No final de setembro, o governo federal abriu um crédito de R$ 12 bilhões para que produtores rurais pudessem renegociar suas dívidas ou para que possam aderir a operações de custeio e de investimento. A medida é direcionada para aqueles que tiveram as atividades prejudicadas por eventos climáticos.
Sendo a securitização das dívidas uma reivindicação dos produtores, a abertura do crédito é vista como insuficiente por produtores e especialistas no setor do agronegócio.
O advogado especialista em direito agrário, Alexandre Martini, avalia o cenário e fala sobre as ações necessárias para que os produtores possam se beneficiar da medida, mesmo que avalie insuficiente para a resolução dos problemas históricos enfrentados.
Por que a dependência de produtores rurais a pacotes emergenciais acaba sendo rotineira no Brasil?
Existe um fator que é a culpa do produtor, como a má administração e o pouco conhecimento financeiro do seu negócio. As pessoas que querem trabalhar hoje com produção rural tem que ter um controle financeiro total, tem que saber o que custa a sua produção, fazer os cálculos necessários em cima de dinheiro e não apenas de produto. Mas, a questão climática atinge diretamente porque, se colhendo bem, os produtores já estavam enfrentando dificuldades, imagina com quatro safras deficitárias? Por outro lado, o governo com essas medidas de resolução, não vai resolver o problema.
Como está a questão das dívidas dos produtores gaúchos?

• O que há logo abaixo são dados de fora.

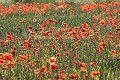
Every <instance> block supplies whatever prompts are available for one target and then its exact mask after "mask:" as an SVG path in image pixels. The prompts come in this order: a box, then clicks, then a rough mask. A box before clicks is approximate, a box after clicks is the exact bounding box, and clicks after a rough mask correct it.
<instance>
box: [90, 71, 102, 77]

Nós temos dados que as dívidas não renegociadas no Estado, que são aquelas que não entram no critério para ter acesso ao crédito, pois precisariam estar renegociadas ou inadimplentes apenas em 2025, passa de R$ 50 bilhões. As dívidas renegociadas, R$ 22 bilhões. Então, os valores que vão chegar desta nova medida do governo, não vão atender o nosso produtor. É uma medida paliativa. Para atingir todos os requisitos que estão sendo exigidos, vai ser um mínimo de produtores que vão ter acesso.
Existe cobrança exagerada nos débitos rurais?
Geralmente, os juros que são subsidiados pelo Manual de Crédito Rural são juros melhores, mais baixos e que propiciam um investimento do produtor. Porém, nestes últimos cinco anos, quando ocorre algum evento climático, o próprio manual dá o regramento para renegociar, determinando alguns requisitos, que é a cidade ter declarado calamidade. Antes o banco era obrigado a fazer a renegociação, depois passou a ser facultativo. Estamos vendo bancos exigindo juros de 12% a 15% para renegociar, já que judicializar esse processo é mais complicado ao produtor. Ele fica à mercê do banco para tentar investir em uma safra que atenda aos percentuais. Outro ponto que temos que considerar é que esses R$ 12 bilhões do governo federal serão divididos entre o Brasil todo.
Pode ser considerado que a política econômica voltada para o agro tem falhas?
Essas medidas que a gente vê chegar e em um Estado que foi, talvez, o mais atingido, e os percentuais dizem isso, a gente vê que as medidas são paliativas e a preocupação é essa. Não adianta a gente passar mais um ano ou dois remando e, no terceiro, tornar-se um caos. Nós conversamos com muitos produtores que estão querendo entender como se prepararem para uma recuperação judicial e será quando teremos problemas. Me parece que os produtores estão tentando dar a última braçada, como a gente diz, e, se não der, a situação pode complicar ainda mais. Então, deveríamos ter uma ação mais firme do governo, das coisas serem mais robustas, para realmente salvar e contornar o problema, e não apenas uma medida paliativa como estamos vendo.